I need two hands to open purchases that range from make-up to meat. People who can't use their hemiplegic hand resort to what I call the "Honey do" strategy.  Stroke survivors who are one-handed experience task disruption every time they get to the step in a task that requires two hands.

      Hold cord out of the way so you won't trip when DH uses the vacuum cleaner
      Hold lint trap of clothes dryer so DH can clean it
      Hold up shirt, pants, dress, etc. so DH can put clothes on hangers
      Hold corner of clean piece of laundry so DH can fold it

Pay Bills
        Hold wallet open so DH can take out money to pay cashier
        Hold envelope so DH can pull bill out and put return slip into the envelope
        Hold checkbook register open so DH can write check information
        Hold sheet of return stamps so DH can remove stamps and put them on envelope
        Hold several sheets of a bill in a neat stack so DH can staple them together
        Hold file folder open so DH can file away paid bills


  1. Great post! I got the double whamie. I was born left-handed. Now my only hand is the left hand. For writing, this is a blessing but having the DH being the one that has alway been dominant has prevented me from learning how to use a non-DH more. No matter how you slice it, it's a frustrating challenge.

  2. How true, For lots of these I use the teeth method, which is quite unsanitary. And I have to use DH to open 'bad' hand in order to get something into it. It does cause a lot of dropped items.

  3. My right side was affected and I have had to learn to use left hand. I like your list. There are a lot of times my hands have switched roles for now but I have refused to write with my left hand or make things just for my left hand. I keep trying! There are somethings I can do but others I cannot. I can tie shoelaces and my daughters but I cannot take caps off medicine or jars/bottles. I will keep trying!

  4. Sara, I began by putting objects on my lap (e.g. deoderant bottle) or pressing objects against my stomach (e.g. head of shower hose). When my body takes most of the weight of the object and I don't struggle to hold my hemiplegic arm far away from my body, it was easier for my hemi hand to hold an object still without dropping it.

  5. How true, how true!

    My hand and I have a battle every so often! You help me remember that I am not the only one!

    Thanks for that! - - Lori

  6. Some years ago I had frozen shoulder, and (unlike a previous FS on the other side) it wasn't clearing with PT. A movement therapist told me to 'ask her what she wants' ... and I had to ask who we were talking about. Up to that moment, I'd been thinking of my 'bad shoulder' as 'it' (wrong twice, you understand).

    The therapist guided me into a conversation where I sat alternately in two chairs, facing each other, and spoke both sides - in one chair as 'conscious self' and in the other as 'shoulder'.

    "So," I said, feeling foolish, "what do you want?"

    I moved to the other chair. What came forward was a diatribe - loud, fast, furious. "You never let me DO anything! The dominant hand gets to handle keys, open doors, paint, draw, write ... and all I get is carrying grocery bags! It's BORING!"

    Recalling this voice (and pleased that the 'frozen' part thawed in the next few months), I can say that not only do we not know what the NDH is doing, for the most part we have over-limited what it can do.

    Nowadays I draw with either hand, and am amazed at the interesting things my NDH wants to draw.

    Love, light and laughter

    1. Thanks for this poignant description of waking up.

    2. This is genius! Tough with limited communication or very exhausting communication but I love the idea and the response you describe!

  7. This was a wonderful and very helpful post.

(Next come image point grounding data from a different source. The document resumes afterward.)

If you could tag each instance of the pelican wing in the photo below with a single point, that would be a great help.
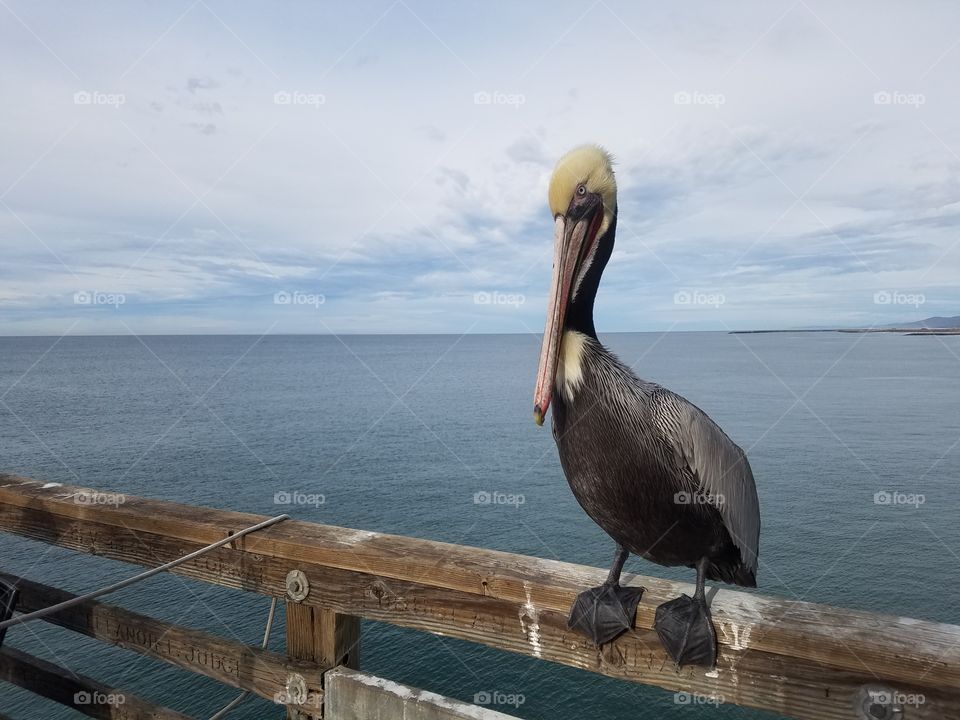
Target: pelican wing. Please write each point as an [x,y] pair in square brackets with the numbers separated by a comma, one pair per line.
[720,466]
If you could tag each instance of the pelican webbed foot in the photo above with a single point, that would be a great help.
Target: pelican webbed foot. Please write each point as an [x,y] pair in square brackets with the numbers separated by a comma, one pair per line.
[604,612]
[686,631]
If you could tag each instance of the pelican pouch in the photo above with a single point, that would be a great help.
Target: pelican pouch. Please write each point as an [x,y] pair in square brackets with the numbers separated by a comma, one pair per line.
[8,601]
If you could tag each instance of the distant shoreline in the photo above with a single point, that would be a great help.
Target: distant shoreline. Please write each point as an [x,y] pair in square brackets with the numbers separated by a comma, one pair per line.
[901,331]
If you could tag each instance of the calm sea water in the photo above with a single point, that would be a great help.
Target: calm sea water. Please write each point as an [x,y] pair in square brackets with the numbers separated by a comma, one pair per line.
[399,432]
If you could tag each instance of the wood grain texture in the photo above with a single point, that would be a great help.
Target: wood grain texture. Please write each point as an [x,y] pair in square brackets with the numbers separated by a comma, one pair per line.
[794,658]
[249,668]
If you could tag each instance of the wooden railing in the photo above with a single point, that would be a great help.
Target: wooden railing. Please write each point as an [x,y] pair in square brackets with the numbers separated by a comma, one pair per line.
[794,658]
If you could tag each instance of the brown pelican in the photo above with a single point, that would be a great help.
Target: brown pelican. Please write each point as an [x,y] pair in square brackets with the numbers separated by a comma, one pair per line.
[649,467]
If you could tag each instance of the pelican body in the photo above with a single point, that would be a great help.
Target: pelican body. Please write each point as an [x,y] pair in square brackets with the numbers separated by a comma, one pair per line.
[649,467]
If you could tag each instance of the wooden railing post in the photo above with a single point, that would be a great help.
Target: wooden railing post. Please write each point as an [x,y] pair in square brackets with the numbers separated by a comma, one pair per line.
[325,637]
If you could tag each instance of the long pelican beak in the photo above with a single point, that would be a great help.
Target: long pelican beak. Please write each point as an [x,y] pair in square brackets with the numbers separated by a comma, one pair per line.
[573,236]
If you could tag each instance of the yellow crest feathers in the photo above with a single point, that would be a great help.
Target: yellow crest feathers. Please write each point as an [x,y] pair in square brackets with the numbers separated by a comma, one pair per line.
[592,166]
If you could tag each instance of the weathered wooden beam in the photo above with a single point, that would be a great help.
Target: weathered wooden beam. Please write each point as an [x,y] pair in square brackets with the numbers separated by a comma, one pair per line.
[322,636]
[83,694]
[258,671]
[794,658]
[353,695]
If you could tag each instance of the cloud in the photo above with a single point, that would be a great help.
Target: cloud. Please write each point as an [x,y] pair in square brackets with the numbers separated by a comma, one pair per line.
[753,158]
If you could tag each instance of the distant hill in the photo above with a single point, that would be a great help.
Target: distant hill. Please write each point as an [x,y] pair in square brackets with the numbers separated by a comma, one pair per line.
[937,323]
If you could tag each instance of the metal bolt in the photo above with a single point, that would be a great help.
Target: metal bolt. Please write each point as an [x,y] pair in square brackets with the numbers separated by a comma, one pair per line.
[298,587]
[296,689]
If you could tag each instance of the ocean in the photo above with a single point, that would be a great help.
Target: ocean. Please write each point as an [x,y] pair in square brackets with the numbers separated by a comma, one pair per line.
[399,433]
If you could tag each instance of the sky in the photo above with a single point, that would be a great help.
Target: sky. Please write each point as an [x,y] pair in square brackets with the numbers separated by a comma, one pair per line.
[231,167]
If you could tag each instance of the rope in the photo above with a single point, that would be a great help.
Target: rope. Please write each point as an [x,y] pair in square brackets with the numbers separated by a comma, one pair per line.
[43,612]
[222,713]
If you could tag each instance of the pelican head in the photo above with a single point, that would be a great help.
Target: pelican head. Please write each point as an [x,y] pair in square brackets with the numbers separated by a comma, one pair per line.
[583,201]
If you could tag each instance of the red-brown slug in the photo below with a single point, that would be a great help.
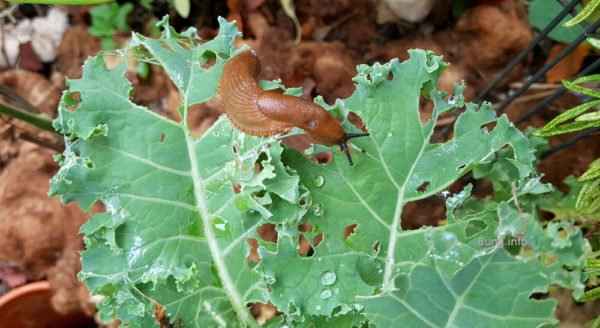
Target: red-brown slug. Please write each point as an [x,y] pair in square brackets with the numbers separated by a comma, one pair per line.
[257,112]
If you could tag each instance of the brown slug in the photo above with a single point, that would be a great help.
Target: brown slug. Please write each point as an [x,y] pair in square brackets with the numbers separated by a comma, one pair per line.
[257,112]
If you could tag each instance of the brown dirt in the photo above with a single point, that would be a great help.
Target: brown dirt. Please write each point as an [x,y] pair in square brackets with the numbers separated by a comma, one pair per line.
[38,235]
[37,231]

I have a patient with very good attention to passive ranging his non-dominent hand and can move elbow into extension and controlled release back into his flexion pattern. Started using more strategies for stabilization and hand transfer because we don't have active anything yet but he's been using less and less teeth strategies day to day. I really do appreciate your posts and all your helpful posts.

  8. OMG. You reminded me of the days when I counted the number of objects I had to put in my mouth.